The second important note on perspective in "James Joyce" is that contemporary editions (those available today) are almost without exception the 1982 revision of Ellmann's 1959 work. In this book, he is able to add details that are not initially available, situate Joyce within the canon of the later twentieth century and have a broader perspective on the author's works which is perhaps not possible for the first edition. Biographers must be sensitive to the feelings and wishes of the family while members still survive (and particularly the Joyce estate, which is notoriously litigious); thus, readers can see that the revised edition has given the author slightly more leeway to discuss Joyce's failings, as well as his genius.

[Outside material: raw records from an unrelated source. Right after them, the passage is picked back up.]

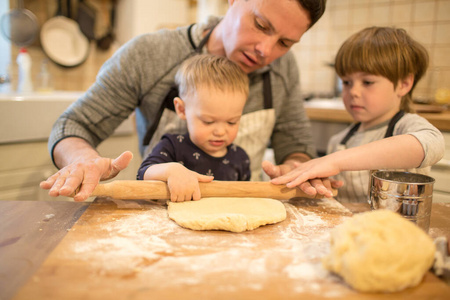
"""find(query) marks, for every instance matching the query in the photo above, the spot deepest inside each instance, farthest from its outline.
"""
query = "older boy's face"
(256, 32)
(371, 99)
(212, 118)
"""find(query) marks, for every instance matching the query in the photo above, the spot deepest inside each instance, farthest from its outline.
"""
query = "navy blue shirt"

In "James Joyce," Ellmann takes a complex and nuanced tone towards his subject. This tone is perhaps one of the reasons the biography is so celebrated, as it presents an overall unbiased view of the author while showing both his good and bad qualities. Ellmann obviously has a great deal of respect and even affection for Joyce, as shown by the anecdotes that he chooses to include. While writing about his early life, for instance, Ellmann tells not only of Joyce's early success in school in great deal, giving dates and amounts of exhibitions he won, but also about his later detachment from academics and his flip attitude towards his studies. He tells endearing anecdotes about the writer, including his fear of thunder, while also making it clear that Joyce could be a detached and difficult man (for example, requesting money from his family when they could ill afford it, or taking his brother's wages without even asking).

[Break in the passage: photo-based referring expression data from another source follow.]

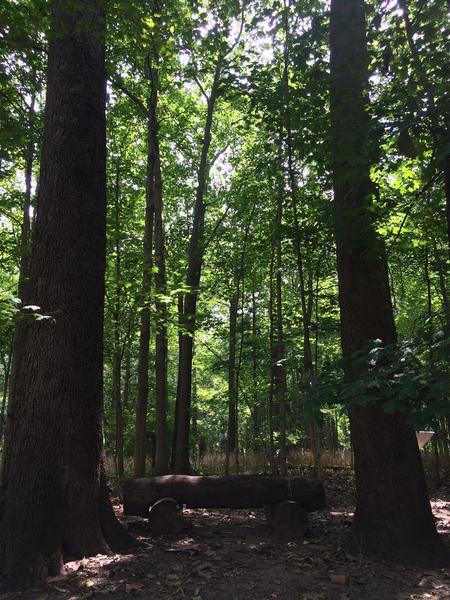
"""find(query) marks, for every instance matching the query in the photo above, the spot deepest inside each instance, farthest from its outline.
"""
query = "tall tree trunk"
(195, 260)
(255, 393)
(393, 516)
(117, 352)
(7, 372)
(306, 307)
(180, 310)
(232, 383)
(140, 442)
(439, 128)
(25, 238)
(280, 367)
(53, 493)
(271, 412)
(161, 442)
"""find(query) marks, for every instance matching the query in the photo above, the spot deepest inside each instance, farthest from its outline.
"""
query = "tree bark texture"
(229, 491)
(53, 498)
(393, 516)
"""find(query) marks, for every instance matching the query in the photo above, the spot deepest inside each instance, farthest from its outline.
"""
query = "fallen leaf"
(339, 579)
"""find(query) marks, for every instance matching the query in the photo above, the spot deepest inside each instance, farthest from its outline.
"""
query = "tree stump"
(166, 516)
(288, 520)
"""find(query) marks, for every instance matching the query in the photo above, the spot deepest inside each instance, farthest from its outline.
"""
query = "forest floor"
(230, 555)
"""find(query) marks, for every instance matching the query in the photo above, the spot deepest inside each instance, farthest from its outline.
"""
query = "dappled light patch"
(230, 554)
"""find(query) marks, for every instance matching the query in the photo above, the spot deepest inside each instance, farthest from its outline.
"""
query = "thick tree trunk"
(53, 498)
(195, 260)
(393, 516)
(232, 491)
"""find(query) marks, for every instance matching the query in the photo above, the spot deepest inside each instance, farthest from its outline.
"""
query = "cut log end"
(288, 520)
(166, 516)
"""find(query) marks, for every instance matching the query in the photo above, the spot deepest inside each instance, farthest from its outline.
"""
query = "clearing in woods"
(230, 555)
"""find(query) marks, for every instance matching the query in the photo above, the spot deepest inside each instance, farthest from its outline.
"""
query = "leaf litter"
(231, 555)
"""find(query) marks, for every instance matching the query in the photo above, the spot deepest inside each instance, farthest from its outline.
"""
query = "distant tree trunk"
(440, 130)
(255, 394)
(7, 372)
(273, 360)
(306, 308)
(117, 352)
(161, 442)
(53, 492)
(393, 516)
(180, 311)
(195, 260)
(25, 238)
(232, 383)
(140, 443)
(280, 367)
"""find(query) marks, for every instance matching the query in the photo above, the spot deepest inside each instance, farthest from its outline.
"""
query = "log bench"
(286, 500)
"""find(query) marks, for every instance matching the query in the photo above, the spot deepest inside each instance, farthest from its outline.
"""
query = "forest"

Ellmann's ability to provide such a balanced picture of Joyce owes a lot to his extensive research, reading of Joyce's correspondence and the interviews he conducted with those close to him. In his preface to the 1959 edition, he writes that the book is born from conversations with Mrs. W. B. Yeats (George Yeats, to whom "James Joyce" is dedicated); he has extensive conversations with Joyce's family members, publishers, family friends, and members of his literary circles as well. Since Joyce has a complex relationship with Yeats, by turns asking for favors and dismissing the older poet's works, the reader might imagine that the balanced tone of this book originates in the double-sided relationship between the two Irish authors.


The structure of "James Joyce" appears deceptively straightforward. Ellmann divides the book into five sections, each corresponding to particular geographic locations where Joyce lives throughout his life. The first section, Dublin, describes Joyce's early years. The second, Pola, Rome, Trieste, describes Joyce's early career and his travels with Nora. The third section, Zurich, shows the writer nearing the height of his creative talents, which continues into the fourth section, Paris. The fifth and final section, Return to Zurich, is briefer than the others and describes the Joyce family's travels to Zurich during the war, where they settle and live until Joyce's death in 1941.

However, although the chronological layout of the book seems relatively straightforward and normal for a biography (chapters are divided by year, for the most part, or by groups of years), the biography has several interesting diversions. Ellmann is an excellent literary critic in his own right and in the second section (which describes the period during which Joyce comes up with ideas for many of his most celebrated works), he takes chapters to describe the origins of these books. There is a chapter on the background of "The Dead," one of the short stories in The Dubliners, and one on the background of Ulysses. Interestingly, Ellmann also includes a chapter on "The Growth of Imagination," describing Joyce's creative development. In these chapters, Ellmann not only explores literal inspirations for Joyce's writings—the names of characters who correspond to neighbors of the Joyces, or lines from the work that originate in popular songs—but also sheds light on their interpretation (for example, his reading of the symbol of snow in "The Dead.")

Finally, the biography is notable in that Ellmann gives a quote from Joyce's work at the beginning of each chapter. Most of these quotes correspond chronologically with the time period Ellmann discusses, but they all have thematic or symbolic connections to the activities and events of each chapter.